Chapter 10: The Four Steps
You go and look at the shravakas and shravikas in the temples. Often you will find them asleep - listening is far away. Tired and tattered from the day’s work, they rest and sleep there. Even if they do not sleep they for sure do not listen. They are busy in their own mental uproar and thoughts.
Your mind should completely stop, its movement should stop; only then does listening happen. Listening is the first step. And the more significant the things discussed, the deeper the listening has to be, only then can it be understood. So the sutra says:
Thus, through statements like Tattvamasi, That art thou, to pursue the meanings such as oneness of jiva, the embodied soul, and Brahman, the absolute reality, is shravana, listening.

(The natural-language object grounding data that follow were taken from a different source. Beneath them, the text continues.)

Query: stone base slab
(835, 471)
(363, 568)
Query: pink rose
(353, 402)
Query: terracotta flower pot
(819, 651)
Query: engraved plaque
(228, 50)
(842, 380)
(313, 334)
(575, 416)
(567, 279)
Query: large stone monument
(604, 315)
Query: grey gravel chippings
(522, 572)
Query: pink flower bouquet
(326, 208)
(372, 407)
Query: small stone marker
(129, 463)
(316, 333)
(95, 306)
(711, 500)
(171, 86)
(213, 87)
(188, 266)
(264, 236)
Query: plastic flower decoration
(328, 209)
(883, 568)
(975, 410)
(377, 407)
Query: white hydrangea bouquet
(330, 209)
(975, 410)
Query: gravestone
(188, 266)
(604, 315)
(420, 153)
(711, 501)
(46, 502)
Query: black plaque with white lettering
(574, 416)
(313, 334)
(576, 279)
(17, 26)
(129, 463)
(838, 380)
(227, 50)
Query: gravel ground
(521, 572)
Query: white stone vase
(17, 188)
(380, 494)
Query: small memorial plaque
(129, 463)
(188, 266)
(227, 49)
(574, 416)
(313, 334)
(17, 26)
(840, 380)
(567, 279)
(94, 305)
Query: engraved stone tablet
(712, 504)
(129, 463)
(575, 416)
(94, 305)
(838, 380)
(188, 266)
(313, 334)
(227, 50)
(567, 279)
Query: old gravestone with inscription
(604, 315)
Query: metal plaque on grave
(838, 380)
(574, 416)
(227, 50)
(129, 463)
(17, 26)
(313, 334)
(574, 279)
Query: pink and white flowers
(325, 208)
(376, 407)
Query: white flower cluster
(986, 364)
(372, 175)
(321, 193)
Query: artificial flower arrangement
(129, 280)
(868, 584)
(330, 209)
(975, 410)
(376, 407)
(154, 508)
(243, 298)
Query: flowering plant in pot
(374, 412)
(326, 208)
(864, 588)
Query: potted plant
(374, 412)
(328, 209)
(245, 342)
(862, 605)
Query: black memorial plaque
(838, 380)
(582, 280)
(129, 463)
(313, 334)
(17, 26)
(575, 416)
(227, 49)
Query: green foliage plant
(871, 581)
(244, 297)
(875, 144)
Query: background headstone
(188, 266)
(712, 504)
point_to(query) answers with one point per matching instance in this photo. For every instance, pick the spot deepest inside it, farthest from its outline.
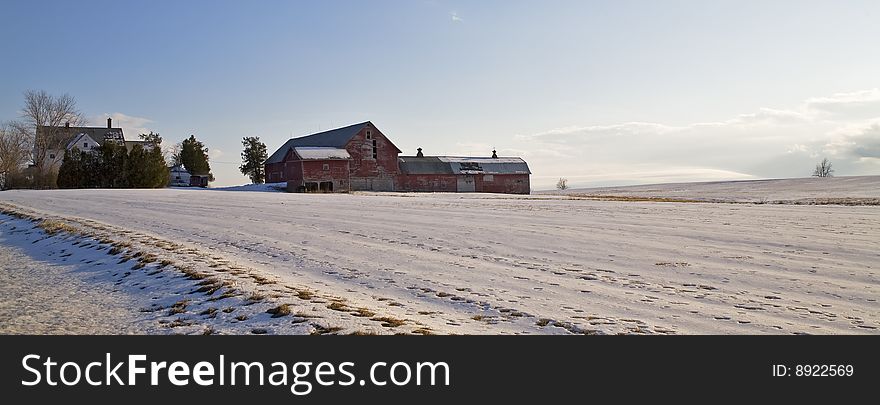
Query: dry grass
(254, 297)
(389, 322)
(279, 311)
(304, 295)
(53, 227)
(226, 294)
(363, 312)
(179, 307)
(324, 330)
(210, 312)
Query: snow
(270, 187)
(457, 159)
(501, 264)
(804, 190)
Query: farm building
(181, 177)
(464, 174)
(360, 157)
(372, 160)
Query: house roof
(462, 165)
(130, 144)
(321, 153)
(75, 141)
(64, 135)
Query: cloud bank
(768, 143)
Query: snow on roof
(482, 160)
(462, 165)
(319, 153)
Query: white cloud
(770, 142)
(855, 142)
(853, 105)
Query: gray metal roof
(334, 138)
(462, 165)
(423, 165)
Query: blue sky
(600, 92)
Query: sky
(598, 92)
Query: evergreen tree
(136, 163)
(194, 156)
(110, 165)
(252, 159)
(70, 170)
(155, 170)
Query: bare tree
(562, 184)
(15, 144)
(823, 169)
(48, 116)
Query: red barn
(508, 175)
(360, 157)
(372, 160)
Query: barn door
(466, 184)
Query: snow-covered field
(844, 190)
(455, 263)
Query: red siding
(427, 182)
(382, 173)
(302, 172)
(503, 183)
(368, 173)
(496, 183)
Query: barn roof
(423, 165)
(334, 138)
(321, 153)
(463, 165)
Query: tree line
(113, 166)
(31, 158)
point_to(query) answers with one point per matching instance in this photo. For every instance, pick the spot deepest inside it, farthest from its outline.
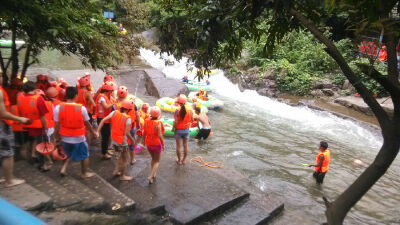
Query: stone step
(27, 197)
(62, 198)
(144, 199)
(191, 194)
(90, 200)
(115, 199)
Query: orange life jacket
(106, 111)
(27, 106)
(49, 116)
(118, 126)
(151, 132)
(185, 122)
(325, 163)
(71, 120)
(15, 125)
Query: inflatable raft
(211, 103)
(168, 104)
(169, 122)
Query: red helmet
(128, 104)
(16, 81)
(39, 92)
(145, 106)
(108, 78)
(182, 99)
(84, 81)
(155, 112)
(53, 83)
(122, 92)
(51, 92)
(109, 86)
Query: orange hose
(200, 162)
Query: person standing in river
(183, 119)
(321, 162)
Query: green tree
(70, 26)
(213, 33)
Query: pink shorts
(154, 148)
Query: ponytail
(182, 112)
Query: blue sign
(108, 14)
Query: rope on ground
(200, 162)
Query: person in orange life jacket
(205, 123)
(72, 123)
(104, 106)
(121, 136)
(154, 140)
(182, 121)
(61, 86)
(122, 94)
(202, 94)
(321, 162)
(33, 106)
(6, 141)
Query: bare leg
(124, 165)
(178, 150)
(8, 167)
(185, 150)
(84, 169)
(63, 170)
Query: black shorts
(319, 177)
(203, 133)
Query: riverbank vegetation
(214, 33)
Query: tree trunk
(338, 210)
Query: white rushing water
(301, 119)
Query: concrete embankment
(181, 194)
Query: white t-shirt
(125, 141)
(72, 140)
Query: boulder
(328, 92)
(322, 84)
(317, 93)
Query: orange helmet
(109, 86)
(128, 104)
(51, 92)
(182, 99)
(16, 81)
(145, 106)
(53, 83)
(84, 81)
(122, 91)
(39, 92)
(155, 112)
(108, 78)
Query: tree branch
(380, 114)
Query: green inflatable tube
(169, 122)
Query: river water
(267, 141)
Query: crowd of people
(68, 118)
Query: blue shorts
(77, 152)
(182, 133)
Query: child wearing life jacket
(183, 119)
(203, 123)
(154, 140)
(103, 108)
(121, 136)
(32, 105)
(72, 123)
(321, 162)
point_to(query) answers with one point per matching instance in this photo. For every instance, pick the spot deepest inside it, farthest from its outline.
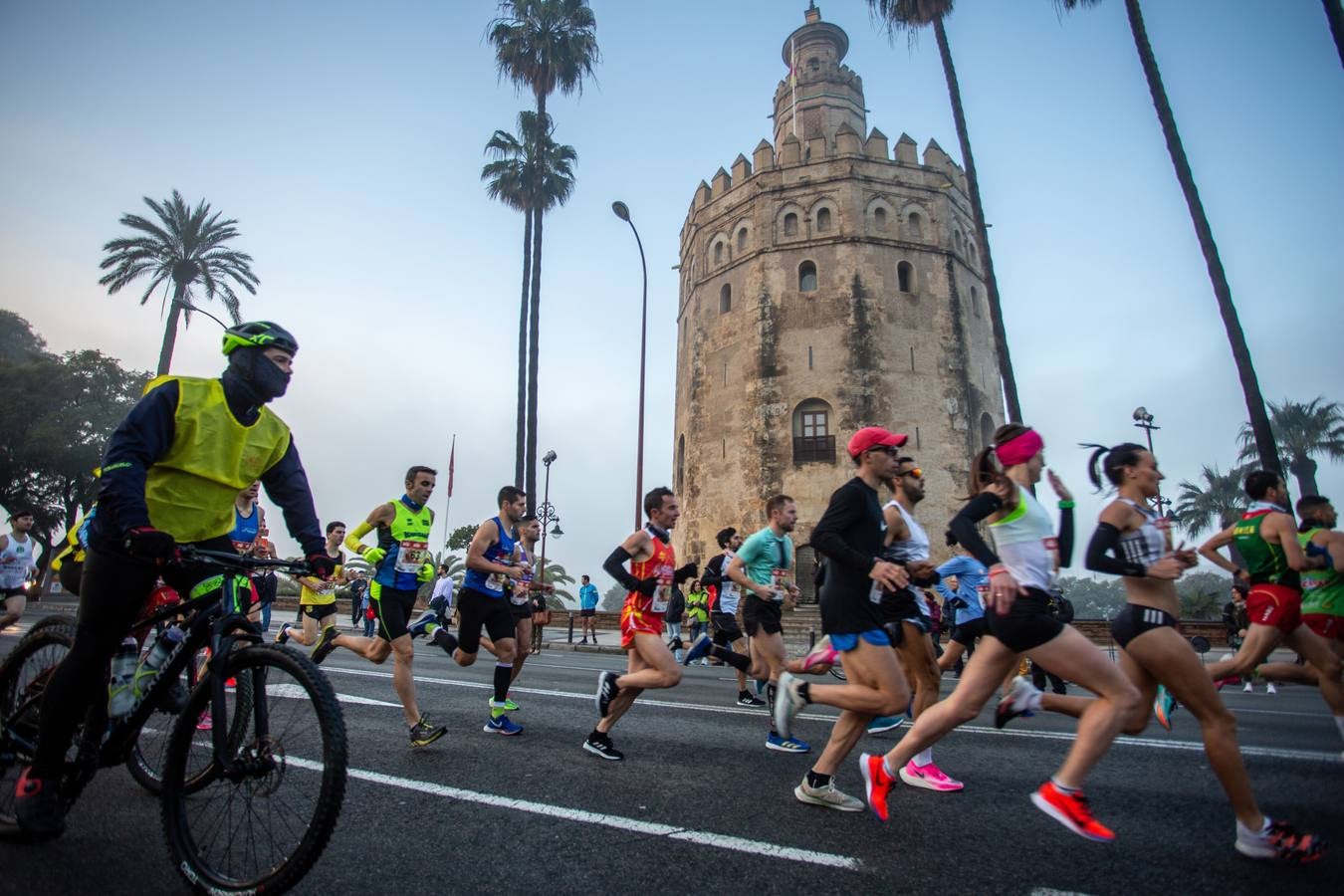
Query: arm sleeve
(287, 485)
(1066, 537)
(828, 537)
(964, 526)
(614, 567)
(1101, 554)
(144, 437)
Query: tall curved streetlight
(622, 211)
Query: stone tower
(826, 284)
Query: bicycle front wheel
(258, 817)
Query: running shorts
(634, 621)
(1274, 604)
(763, 615)
(477, 610)
(1027, 625)
(392, 608)
(319, 611)
(1136, 619)
(968, 631)
(726, 629)
(1325, 625)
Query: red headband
(1018, 449)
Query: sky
(346, 141)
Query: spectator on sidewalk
(587, 608)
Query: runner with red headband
(1018, 619)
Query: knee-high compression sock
(738, 661)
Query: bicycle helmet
(260, 335)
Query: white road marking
(1152, 743)
(633, 825)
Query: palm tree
(185, 246)
(1302, 431)
(544, 46)
(909, 16)
(1263, 434)
(530, 172)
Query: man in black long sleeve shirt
(849, 535)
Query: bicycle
(253, 773)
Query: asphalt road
(699, 803)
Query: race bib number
(411, 557)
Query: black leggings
(112, 592)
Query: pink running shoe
(929, 777)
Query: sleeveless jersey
(15, 561)
(1323, 590)
(326, 591)
(506, 551)
(661, 565)
(406, 543)
(1265, 561)
(1025, 543)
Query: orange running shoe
(1071, 811)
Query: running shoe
(440, 637)
(821, 654)
(599, 745)
(1071, 811)
(884, 723)
(785, 745)
(826, 795)
(326, 644)
(787, 702)
(606, 691)
(929, 777)
(423, 734)
(699, 649)
(1021, 699)
(876, 784)
(37, 804)
(421, 626)
(502, 726)
(1164, 706)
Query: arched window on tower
(808, 277)
(813, 442)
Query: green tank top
(1323, 590)
(1265, 563)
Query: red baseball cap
(871, 437)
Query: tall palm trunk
(521, 437)
(997, 315)
(179, 297)
(1240, 352)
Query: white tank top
(1025, 543)
(15, 561)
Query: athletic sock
(817, 780)
(738, 661)
(503, 672)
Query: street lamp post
(1144, 421)
(622, 211)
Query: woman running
(1132, 542)
(1018, 621)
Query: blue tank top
(504, 553)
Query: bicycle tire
(268, 662)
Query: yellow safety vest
(191, 489)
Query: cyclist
(169, 476)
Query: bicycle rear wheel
(262, 823)
(23, 680)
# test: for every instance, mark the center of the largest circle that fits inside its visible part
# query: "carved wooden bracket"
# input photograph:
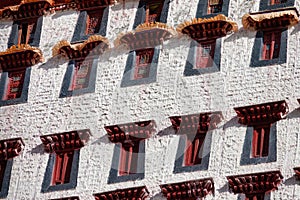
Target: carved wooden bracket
(250, 184)
(262, 113)
(208, 28)
(188, 190)
(65, 141)
(280, 18)
(130, 132)
(139, 193)
(196, 123)
(11, 148)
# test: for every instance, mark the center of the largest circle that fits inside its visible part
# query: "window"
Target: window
(129, 158)
(214, 6)
(93, 21)
(205, 54)
(260, 141)
(62, 167)
(81, 74)
(271, 45)
(143, 63)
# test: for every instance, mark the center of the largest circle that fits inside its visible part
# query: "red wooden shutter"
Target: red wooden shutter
(14, 85)
(205, 54)
(62, 167)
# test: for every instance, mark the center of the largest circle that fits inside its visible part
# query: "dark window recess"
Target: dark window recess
(26, 32)
(81, 74)
(15, 83)
(214, 6)
(62, 167)
(93, 21)
(194, 149)
(143, 63)
(260, 141)
(271, 45)
(205, 54)
(129, 158)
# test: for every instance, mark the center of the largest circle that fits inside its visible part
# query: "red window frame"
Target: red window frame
(214, 6)
(81, 74)
(260, 140)
(129, 158)
(194, 149)
(271, 44)
(62, 167)
(205, 54)
(143, 63)
(93, 21)
(14, 84)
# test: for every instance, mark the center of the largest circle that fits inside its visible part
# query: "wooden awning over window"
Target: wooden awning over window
(93, 46)
(147, 35)
(271, 19)
(188, 190)
(196, 123)
(250, 184)
(131, 131)
(208, 28)
(10, 148)
(139, 193)
(25, 9)
(262, 113)
(65, 141)
(19, 57)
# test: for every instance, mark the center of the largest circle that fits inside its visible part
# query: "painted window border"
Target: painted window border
(179, 168)
(47, 187)
(247, 147)
(67, 80)
(189, 69)
(14, 35)
(114, 171)
(257, 49)
(3, 86)
(202, 9)
(127, 79)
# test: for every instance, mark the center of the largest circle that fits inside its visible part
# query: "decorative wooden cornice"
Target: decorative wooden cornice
(196, 123)
(262, 113)
(11, 148)
(208, 28)
(272, 19)
(24, 9)
(20, 56)
(130, 132)
(188, 190)
(65, 141)
(250, 184)
(94, 45)
(138, 193)
(147, 35)
(297, 172)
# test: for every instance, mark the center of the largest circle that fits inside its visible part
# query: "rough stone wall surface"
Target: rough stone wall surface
(235, 85)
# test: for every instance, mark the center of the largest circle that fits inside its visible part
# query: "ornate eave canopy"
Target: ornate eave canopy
(94, 45)
(131, 131)
(21, 56)
(250, 184)
(280, 18)
(147, 35)
(25, 9)
(65, 141)
(11, 148)
(139, 193)
(196, 123)
(188, 190)
(262, 113)
(207, 28)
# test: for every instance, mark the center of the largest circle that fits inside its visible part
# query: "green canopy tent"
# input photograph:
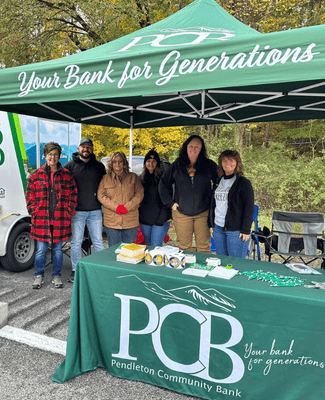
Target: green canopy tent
(198, 66)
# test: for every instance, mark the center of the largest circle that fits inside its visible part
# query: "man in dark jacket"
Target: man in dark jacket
(87, 172)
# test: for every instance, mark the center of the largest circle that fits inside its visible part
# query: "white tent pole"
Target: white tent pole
(131, 138)
(38, 145)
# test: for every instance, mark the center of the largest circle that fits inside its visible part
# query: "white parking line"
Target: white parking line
(34, 339)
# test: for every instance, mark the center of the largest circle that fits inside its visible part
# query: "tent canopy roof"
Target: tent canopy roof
(198, 66)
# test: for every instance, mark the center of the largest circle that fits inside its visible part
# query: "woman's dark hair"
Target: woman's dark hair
(235, 156)
(183, 157)
(111, 159)
(51, 146)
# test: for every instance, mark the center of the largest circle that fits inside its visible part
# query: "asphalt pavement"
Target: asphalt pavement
(26, 370)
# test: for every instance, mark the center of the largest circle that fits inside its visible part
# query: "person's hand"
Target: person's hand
(244, 237)
(121, 210)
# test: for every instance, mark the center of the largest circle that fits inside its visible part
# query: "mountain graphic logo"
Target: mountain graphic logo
(190, 294)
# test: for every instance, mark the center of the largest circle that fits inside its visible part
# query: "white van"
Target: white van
(17, 249)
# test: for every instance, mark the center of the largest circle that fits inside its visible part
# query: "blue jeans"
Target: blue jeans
(117, 236)
(94, 221)
(155, 234)
(40, 258)
(228, 243)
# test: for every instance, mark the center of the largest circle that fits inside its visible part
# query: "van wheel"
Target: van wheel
(21, 249)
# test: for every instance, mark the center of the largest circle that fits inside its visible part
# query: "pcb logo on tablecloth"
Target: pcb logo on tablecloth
(192, 301)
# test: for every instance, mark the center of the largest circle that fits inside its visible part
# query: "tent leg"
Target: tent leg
(131, 139)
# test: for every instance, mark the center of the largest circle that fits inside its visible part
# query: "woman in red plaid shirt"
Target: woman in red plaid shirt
(51, 198)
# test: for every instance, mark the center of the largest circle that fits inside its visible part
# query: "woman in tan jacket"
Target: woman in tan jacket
(120, 192)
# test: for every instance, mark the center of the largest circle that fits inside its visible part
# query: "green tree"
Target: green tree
(107, 140)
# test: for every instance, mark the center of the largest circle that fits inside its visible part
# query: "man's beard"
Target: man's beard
(85, 156)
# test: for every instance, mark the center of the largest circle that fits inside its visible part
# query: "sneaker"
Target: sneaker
(71, 277)
(38, 281)
(57, 282)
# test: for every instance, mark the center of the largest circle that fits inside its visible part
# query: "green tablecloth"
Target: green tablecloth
(206, 337)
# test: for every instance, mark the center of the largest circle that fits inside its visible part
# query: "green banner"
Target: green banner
(207, 337)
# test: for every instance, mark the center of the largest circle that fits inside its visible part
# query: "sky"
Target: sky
(49, 131)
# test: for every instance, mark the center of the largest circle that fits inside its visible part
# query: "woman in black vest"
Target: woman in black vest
(154, 216)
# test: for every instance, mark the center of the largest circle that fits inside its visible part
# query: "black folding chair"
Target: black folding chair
(254, 245)
(286, 242)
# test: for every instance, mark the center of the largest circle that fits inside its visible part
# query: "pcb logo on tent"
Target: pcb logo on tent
(172, 37)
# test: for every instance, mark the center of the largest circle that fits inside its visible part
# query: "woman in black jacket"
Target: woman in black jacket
(154, 216)
(232, 207)
(186, 187)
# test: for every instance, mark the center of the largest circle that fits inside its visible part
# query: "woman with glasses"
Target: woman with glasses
(232, 207)
(120, 192)
(51, 201)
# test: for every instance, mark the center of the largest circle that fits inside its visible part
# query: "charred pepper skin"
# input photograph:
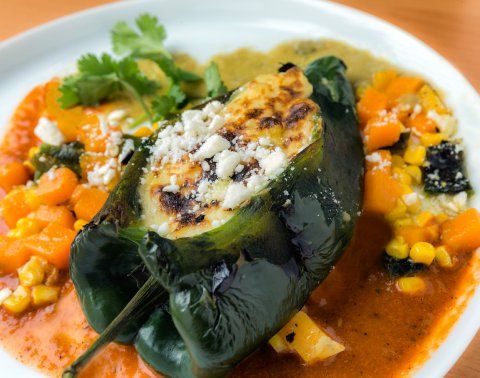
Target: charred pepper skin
(229, 291)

Tattvamasi is a supreme statement. There are only three or four supreme statements of the truth in the world but none is loftier than this. Tattvamasi means, That art thou, you are that. ‘That’, tat, we were discussing yesterday as being the description of God. This is the meaning of Tattvamasi, that ‘that’ is not anything out and away from you, you are that. What we have called tat, ‘that’, gives the impression of distance - ‘that’ is the indication of distance. Tattvamasi means, ‘that’ is you, ‘that’ is not far but very near, nearer than near. Your very existence is ‘that’. This is a supreme statement. A supreme statement means that if one explores it fully it will lead one to the ultimate state. This is why they are called supreme statements. Then no other scriptures are needed - no Vedas, no Koran and no Bible are needed - Tattvamasi is enough.
If one does the right listening, contemplation, assimilation and experiencing of this one statement, no other scriptures are required. A supreme statement means a condensed statement which covers all - just like formulas in chemistry, or just like Einstein’s formula of relativity, where the whole thing is covered in two or three words.
This supreme statement is a formula of spiritual chemistry. Three things are in it: Tat - that, tvam - thou, asi - you. They are the same: “that” and “thou” are one - this is the whole of this sutra. But the whole of Vedanta - the philosophy of the Vedas - the entire experience of the seers, is covered by those three words. It is like a mathematical formula: “that” -existence, God, and “thou” - the hidden consciousness within you, are not two things, they are one. And this is the essence of all the Vedas, everything else is just an expansion of this.
So in the Upanishads such statements are described as supreme statements. From this one statement, the philosophy, spiritual discipline and experience of the whole of life can be derived.